I called her mother today and her mother lied for her.  Said it was impossible that she was smoking pot with her friends after school because she had taken her to the doctor for her injury.  The pictures had to be from another day and she just elected to post them while she was at the doctor's office.  For crying out loud.  Oh yeah, and she doesn't smoke pot.  There are some kind of mysterious vapour things that kids put in their mouths to pretend they're smoking.  Didn't I know that?  Oh yeah, vapours are all the rage.

This kind of stuff is so irritating.  I'm not the police, and I don't actually give a rat's ass who is smoking pot after school.  I just want them to show up for rehearsal and smoke afterward on their own time.  And not lie to me about it.  Or have their parents lie to me about it.  What kind of idiot parent does that, anyway?


Saturday, November 10, 2012

the sweeter the apple, the blacker the core

When J was very small and we all still lived in the same city, we met one night at my parents' house for dinner, after which J decided she needed a candy.  My mum took her to their pantry where the candies were kept.  Their voices floated back toward us.  Mum said, Here let me help you with that so you don't take too much.  And J's voice came back, No, it's okay, I want too much.  

I liked the way she said that, I want too much.  I always want too much.  It reminds me of Dad pouring my apple juice when I was the same age as J wanting too much candy.

He says, Do you want tall juice or short juice?  This means should he pour the juice from a normal sane height, or should he hold the juice carton way up high so it splashes juice not only in the glass but also, hopefully, a bit on the table?  Of course I always want a tall juice.  I am built to spill from the moment I can talk.

He says, Say when, and I think he must know by now that I am not going to say when because I want to see what will happen if I don't.  I am silently daring him to keep pouring and pouring and pouring the juice until the glass overflows and pours over the top of the table so it cascades onto the floor.  I want this to happen so much it hurts me when he stops pouring without my cue to stop.  It makes me desperately sad that when happens whether or not I say so; it still does.  And I have never liked apple juice enough to drink a full glass of it.

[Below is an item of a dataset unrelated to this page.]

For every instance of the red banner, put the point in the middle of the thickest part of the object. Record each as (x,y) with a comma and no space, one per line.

I am reading The Year of the Flood mostly because Atwood is Canadian, not mostly because I love her books.  Though I loved The Edible Woman, overall I have admired Atwood's poetry more than her fiction.  After I read her words,

You fit into me
like a hook into an eye
A fish hook
An open eye

I decided to read all her other words for the rest of her life, or mine.  Sometimes that has been a bit tedious, but mostly I like knowing what those literary types think is important.  I am not convinced The Year of the Flood is a good book but I like it well enough to finish it, all of it, unlike the apple juice.